BlackRock clarified that listing a ticker on DTCC does not guarantee ETF approval—it is merely a standard preparatory step, consistent with other ETF filings. Nevertheless, after the clarification, marginal capital inflows did not stop, further supporting our view that this rally is being fueled by FOMO-driven traders.
The weekly candle just closed, showing expanding range (low → high) alongside increasing volume—a clear bullish signal. Additionally, both the 50-day and 200-day moving averages are sloping upward, confirming the overall uptrend. RSI has just entered overbought territory; in a long-term context, this could actually signal the emergence of a powerful new trend (similar to October 2020).

We maintain a bullish stance, believing the likelihood of Bitcoin falling below $30,000 is low. Daily charts appear to show a bullish consolidation pattern. Ideally, we want to see BTC break above $33,500 and establish support there. In such a scenario, going long offers an attractive risk-reward ratio. Alternatively, one could wait for a daily close above $35,000. If that occurs, we may test the next resistance level at $40,000. However, as with any breakout, a false breakout is possible, potentially leading to prolonged stagnation.
Overall, we do not want to see prices fall below $32,000, as that marks a key long-term resistance zone and the prior 2023 high we just broke through. A drop below $32,000 would damage the price structure. That said, if we allow some room, $30,000 could serve as the final support to watch, as it was the short-term resistance we recently surpassed. While we consider this scenario highly unlikely, if prices do fall below $30,000 at any point, we could retest $25,000—and possibly break below. All FOMO buyers would face losses, and the entire bullish narrative would collapse.

SPX/NDX
It's becoming hard to ignore the growing unease in markets. Last Friday, the S&P 500 officially entered correction territory, dropping over 10% from its 2023 peak. The Nasdaq fared worse, down more than 12%, while the Dow experienced its most challenging week since the March banking crisis.
Recent University of Michigan surveys show clear declines in consumer sentiment and expectations. Given that consumer spending is the primary driver of real GDP growth, this is concerning.
The chart below illustrates the relationship between Nasdaq price movements and the percentage of Nasdaq-listed stocks trading above their 200-day simple moving average (SMA). It reveals a continuous decline in positioning among small- and mid-cap stocks since the first quarter of this year.

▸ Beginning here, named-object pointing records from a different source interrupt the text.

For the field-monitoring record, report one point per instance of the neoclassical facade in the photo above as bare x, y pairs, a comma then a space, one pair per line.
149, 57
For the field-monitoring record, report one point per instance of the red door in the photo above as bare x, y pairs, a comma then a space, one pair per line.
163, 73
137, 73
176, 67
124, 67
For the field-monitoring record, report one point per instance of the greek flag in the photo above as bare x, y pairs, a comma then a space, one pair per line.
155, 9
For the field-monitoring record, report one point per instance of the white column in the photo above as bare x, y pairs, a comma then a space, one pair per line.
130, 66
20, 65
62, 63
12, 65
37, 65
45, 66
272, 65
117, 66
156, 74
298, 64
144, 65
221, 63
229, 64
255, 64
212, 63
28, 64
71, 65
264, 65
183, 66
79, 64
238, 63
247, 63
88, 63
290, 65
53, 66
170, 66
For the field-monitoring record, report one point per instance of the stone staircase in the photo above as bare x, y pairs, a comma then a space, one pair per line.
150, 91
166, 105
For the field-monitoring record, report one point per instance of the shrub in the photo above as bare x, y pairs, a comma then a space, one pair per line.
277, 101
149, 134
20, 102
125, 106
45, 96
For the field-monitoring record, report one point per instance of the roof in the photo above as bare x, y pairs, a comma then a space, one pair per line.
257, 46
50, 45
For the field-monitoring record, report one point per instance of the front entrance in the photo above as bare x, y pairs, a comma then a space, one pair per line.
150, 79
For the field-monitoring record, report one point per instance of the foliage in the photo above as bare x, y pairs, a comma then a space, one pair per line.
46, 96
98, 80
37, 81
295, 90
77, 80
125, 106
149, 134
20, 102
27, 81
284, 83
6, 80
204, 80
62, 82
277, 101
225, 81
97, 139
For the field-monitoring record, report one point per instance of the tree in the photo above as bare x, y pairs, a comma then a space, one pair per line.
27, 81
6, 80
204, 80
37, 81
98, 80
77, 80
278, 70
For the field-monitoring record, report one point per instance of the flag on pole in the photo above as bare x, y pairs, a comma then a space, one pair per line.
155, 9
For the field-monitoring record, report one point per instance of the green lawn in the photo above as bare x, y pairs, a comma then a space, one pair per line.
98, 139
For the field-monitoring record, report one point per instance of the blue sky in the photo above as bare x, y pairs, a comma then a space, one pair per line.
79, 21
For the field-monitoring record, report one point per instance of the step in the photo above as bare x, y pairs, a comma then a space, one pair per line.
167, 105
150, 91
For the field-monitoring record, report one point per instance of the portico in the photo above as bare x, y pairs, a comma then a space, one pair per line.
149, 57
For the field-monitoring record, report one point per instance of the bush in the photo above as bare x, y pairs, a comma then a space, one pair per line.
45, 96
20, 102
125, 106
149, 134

Blue line: Percentage of Nasdaq stocks below 200-day MA Orange line: Nasdaq Composite Index
A large portion of capital within the index is concentrated in what we call the "Magnificent Seven" (Meta, Amazon, Google, Nvidia, Netflix, Microsoft, and Tesla). However, as companies like Google and Tesla release disappointing reports, the entire index suffers. When comparing the Nasdaq 100 with its equal-weighted counterpart, we observe that the equal-weight version is not outperforming the cap-weighted index. This implies that weakness among the Magnificent Seven is dragging down overall market sentiment.

Blue: Equal-weighted, Orange: NDX
Trading Recommendations
Bitcoin
Futures | Spot
As discussed in the technical analysis section, we outline a short-term trading strategy offering a favorable risk-reward profile with a high probability of success. Go long when price breaks and closes above $33,500 on a short-term timeframe (5 minutes – 1 hour). Your stop-loss should be placed at $33,250 or slightly below the low of any false breakdown. The first target is $35,000, giving you a 4.5:1 risk-to-reward ratio. However, if you anticipate further upside, you may choose to wait for a confirmed breakout above $35,000 before entering.